Looks like Samsung is way ahead when it comes to planning what’s next for its mobile device business. A new report fresh from South Korea is apparently shedding light on the company’s special project that involves the creation of hologram panel technologies for mobile devices. Could this mean we are finally getting a smartphone with hologram technology really soon?

Korea Herald reported Tuesday about Samsung Display’s work on hologram panel technologies. The ambitious work actually started in 2015 under Korea’s national future technologies project, and it’s not just Samsung that’s invested in manufacturing mobile devices with hologram technologies. Its neighboring rival, LG, is also working on hologram technologies in preparation for the future.

According to the report, if Samsung’s technology is perfected, the holographic images for mobile devices would have about four times more pixels than what the Samsung Galaxy Note 8 is currently sporting. The flagship phablet has 570 pixels per inch, so this means the holographic images would be much better and cleaner. This image quality is of course necessary for hologram images are displayed in the air.

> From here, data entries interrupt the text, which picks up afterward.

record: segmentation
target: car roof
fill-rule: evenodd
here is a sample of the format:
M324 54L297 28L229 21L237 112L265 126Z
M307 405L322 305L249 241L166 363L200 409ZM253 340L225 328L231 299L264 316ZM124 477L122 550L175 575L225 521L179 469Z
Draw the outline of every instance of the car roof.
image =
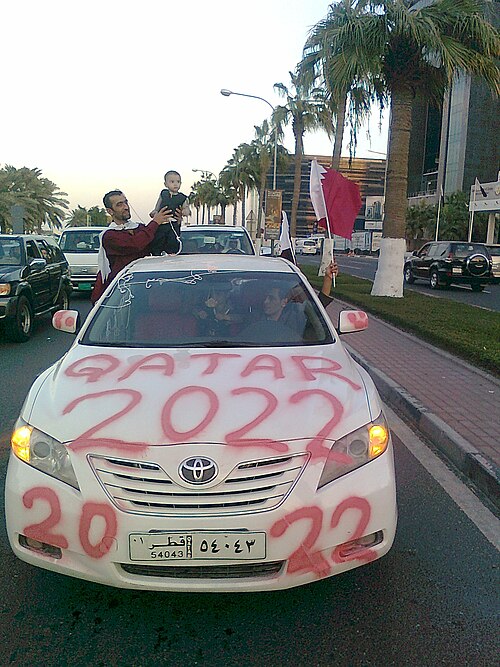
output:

There is a limit to the size of the holographic image than can be projected by the mobile device though. An official at the Giga Korea Foundation said, “The hologram technology for mobile devices, once developed, can display 5-inch 3-D holographic images in the air.” The same official then revealed that “the pilot video of the super high-definition panels will possibly be made in late 2019 for the first time in the world.”

Unfortunately, consumers shouldn’t expect to see Samsung releasing a hologram phone or any hologram-powered mobile device for that matter next year. Industry sources said that there are technical challenges that should be addressed first prior the commercial launch of a mobile device with holographic technology. These challenges pertain to mass production issues and the need to integrate the panels with communication modules.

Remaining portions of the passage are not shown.